Querido diario,
Esta mañana, sentado en mi coche frente a una pequeña cafetería en el madrileño barrio de Chamberí, sentí que los nervios iban a traicionarme. En el GPS, la dirección coincidía. Café Paraíso, decía el luminoso. Vaya nombre, pensé. Paradisíaco, sí, pero yo me sentía a punto de entrar en el mismísimo infierno. Respiré hondo, apreté el puño sobre el volante por última vez y salí decidido hacia la puerta.

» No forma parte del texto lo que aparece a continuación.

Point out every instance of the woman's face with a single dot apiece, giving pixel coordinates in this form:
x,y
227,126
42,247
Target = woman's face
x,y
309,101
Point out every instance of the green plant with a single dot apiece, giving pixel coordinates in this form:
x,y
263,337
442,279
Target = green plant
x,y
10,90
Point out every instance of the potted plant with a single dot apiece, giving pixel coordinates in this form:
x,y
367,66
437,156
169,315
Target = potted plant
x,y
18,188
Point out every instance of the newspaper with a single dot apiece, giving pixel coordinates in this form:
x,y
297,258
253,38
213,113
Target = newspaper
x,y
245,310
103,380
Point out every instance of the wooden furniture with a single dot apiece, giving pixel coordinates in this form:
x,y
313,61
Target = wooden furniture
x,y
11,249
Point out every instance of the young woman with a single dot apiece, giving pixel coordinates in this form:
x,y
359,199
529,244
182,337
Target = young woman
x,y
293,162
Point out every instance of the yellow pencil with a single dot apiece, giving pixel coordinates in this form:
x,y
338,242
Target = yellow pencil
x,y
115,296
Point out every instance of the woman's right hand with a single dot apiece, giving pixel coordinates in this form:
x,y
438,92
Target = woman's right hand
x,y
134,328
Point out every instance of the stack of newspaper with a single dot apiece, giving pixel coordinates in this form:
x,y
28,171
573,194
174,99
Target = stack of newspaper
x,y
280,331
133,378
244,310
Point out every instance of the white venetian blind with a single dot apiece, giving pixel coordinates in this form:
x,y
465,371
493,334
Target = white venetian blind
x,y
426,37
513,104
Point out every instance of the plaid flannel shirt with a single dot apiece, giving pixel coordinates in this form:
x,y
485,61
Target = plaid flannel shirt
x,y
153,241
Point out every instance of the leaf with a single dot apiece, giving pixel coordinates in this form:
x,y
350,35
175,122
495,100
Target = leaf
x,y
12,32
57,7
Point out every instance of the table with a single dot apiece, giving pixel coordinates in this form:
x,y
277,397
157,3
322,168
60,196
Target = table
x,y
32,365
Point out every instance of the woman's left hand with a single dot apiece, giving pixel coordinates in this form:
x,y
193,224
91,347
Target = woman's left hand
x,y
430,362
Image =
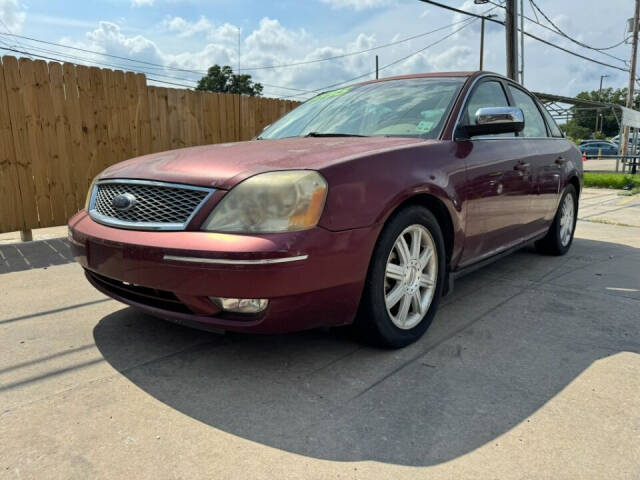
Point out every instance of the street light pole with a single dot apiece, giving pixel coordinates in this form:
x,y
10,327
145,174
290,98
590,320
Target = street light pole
x,y
632,76
511,32
482,39
598,115
481,42
600,89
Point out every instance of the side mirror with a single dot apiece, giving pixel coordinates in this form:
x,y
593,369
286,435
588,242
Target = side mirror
x,y
493,121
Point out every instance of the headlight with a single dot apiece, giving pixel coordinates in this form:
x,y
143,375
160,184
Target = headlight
x,y
271,202
88,200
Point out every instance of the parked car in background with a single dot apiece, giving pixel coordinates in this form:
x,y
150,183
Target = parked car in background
x,y
598,148
361,205
630,145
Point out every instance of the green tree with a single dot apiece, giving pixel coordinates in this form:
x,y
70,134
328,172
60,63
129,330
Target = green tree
x,y
223,80
583,122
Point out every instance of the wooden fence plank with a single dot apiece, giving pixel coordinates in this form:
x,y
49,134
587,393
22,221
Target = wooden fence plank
x,y
89,167
48,145
23,159
143,115
77,148
154,119
39,150
163,112
63,136
11,214
101,116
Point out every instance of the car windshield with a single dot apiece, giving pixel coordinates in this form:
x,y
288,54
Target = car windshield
x,y
414,107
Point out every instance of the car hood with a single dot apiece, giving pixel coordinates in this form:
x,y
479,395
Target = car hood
x,y
224,165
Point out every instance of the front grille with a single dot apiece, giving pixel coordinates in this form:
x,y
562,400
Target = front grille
x,y
156,205
139,294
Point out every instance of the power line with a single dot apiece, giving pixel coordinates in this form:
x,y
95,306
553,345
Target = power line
x,y
165,67
8,30
395,62
559,31
530,35
344,55
82,65
147,74
126,67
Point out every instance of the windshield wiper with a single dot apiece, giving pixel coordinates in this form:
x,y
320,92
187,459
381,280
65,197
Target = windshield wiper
x,y
319,134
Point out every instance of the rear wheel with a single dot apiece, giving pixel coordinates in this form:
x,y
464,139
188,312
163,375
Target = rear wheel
x,y
560,235
405,279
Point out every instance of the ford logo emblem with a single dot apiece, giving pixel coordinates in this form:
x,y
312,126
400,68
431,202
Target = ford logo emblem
x,y
123,202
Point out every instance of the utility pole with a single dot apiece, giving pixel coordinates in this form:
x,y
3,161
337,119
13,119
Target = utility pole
x,y
481,42
521,43
600,100
632,77
511,31
491,15
239,37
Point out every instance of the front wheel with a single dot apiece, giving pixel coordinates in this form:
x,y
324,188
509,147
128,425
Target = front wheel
x,y
560,235
405,279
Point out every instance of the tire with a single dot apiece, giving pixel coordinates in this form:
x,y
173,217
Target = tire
x,y
416,276
558,240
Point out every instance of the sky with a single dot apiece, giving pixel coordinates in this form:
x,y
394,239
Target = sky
x,y
192,35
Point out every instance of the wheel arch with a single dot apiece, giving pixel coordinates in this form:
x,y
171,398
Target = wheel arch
x,y
439,209
575,181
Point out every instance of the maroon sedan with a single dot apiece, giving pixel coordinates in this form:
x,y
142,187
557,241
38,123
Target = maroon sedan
x,y
360,206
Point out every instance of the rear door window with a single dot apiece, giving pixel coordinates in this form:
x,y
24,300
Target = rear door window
x,y
553,126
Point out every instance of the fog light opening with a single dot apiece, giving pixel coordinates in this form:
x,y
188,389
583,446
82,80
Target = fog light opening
x,y
241,305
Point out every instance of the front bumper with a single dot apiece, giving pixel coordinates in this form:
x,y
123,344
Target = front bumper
x,y
311,278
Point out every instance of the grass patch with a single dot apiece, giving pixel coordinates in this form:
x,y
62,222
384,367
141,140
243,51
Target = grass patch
x,y
613,180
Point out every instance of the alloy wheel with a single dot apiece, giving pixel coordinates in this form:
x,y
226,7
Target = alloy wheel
x,y
567,220
410,276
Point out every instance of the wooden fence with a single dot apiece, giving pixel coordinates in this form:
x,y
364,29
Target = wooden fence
x,y
61,124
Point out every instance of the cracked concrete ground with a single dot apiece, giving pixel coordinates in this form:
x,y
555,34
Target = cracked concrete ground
x,y
531,369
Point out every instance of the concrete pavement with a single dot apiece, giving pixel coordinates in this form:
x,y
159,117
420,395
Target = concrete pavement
x,y
530,370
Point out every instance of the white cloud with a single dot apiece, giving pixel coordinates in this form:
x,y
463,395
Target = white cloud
x,y
185,28
358,4
12,15
197,43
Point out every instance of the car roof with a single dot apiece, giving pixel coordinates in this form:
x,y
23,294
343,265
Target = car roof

Cincuenta metros recorrí, repitiéndome que no había vuelta atrás. Debía verla, conocer a la “otra”, la amante de mi esposa, la que, según mi cabeza, había roto mi hogar. Apenas sabía nada de ella, salvo un apodo ridículo Gatita y el hecho de que trabajaba allí como camarera. Entré y elegí una mesa junto a la ventana. Allí estaba, acercándose con su delantal y su aire de inocencia. La había visto apenas en una foto por casualidad y aún así la reconocí al instante.
Buenos días saludó la camarera. Eché un vistazo furtivo a su chapa de identificación: Clara. Así que así la llama mi esposa. Originalidad la justa.
Me ofreció la carta y una sonrisa mientras yo la repasaba de arriba abajo, con la mirada afilada de quien quiere entender el secreto de su rival. Ahora que pienso en todo, ni sé muy bien cómo llegué a estar delante de la amante de mi mujer. Diez años de matrimonio con Teresa, o al menos eso creía yo. Tenemos una hija, Lucía, de ocho años. Teresa siempre la ha tenido en un pedestal, y yo aunque lo intentaba era el bueno que consentía a ambas.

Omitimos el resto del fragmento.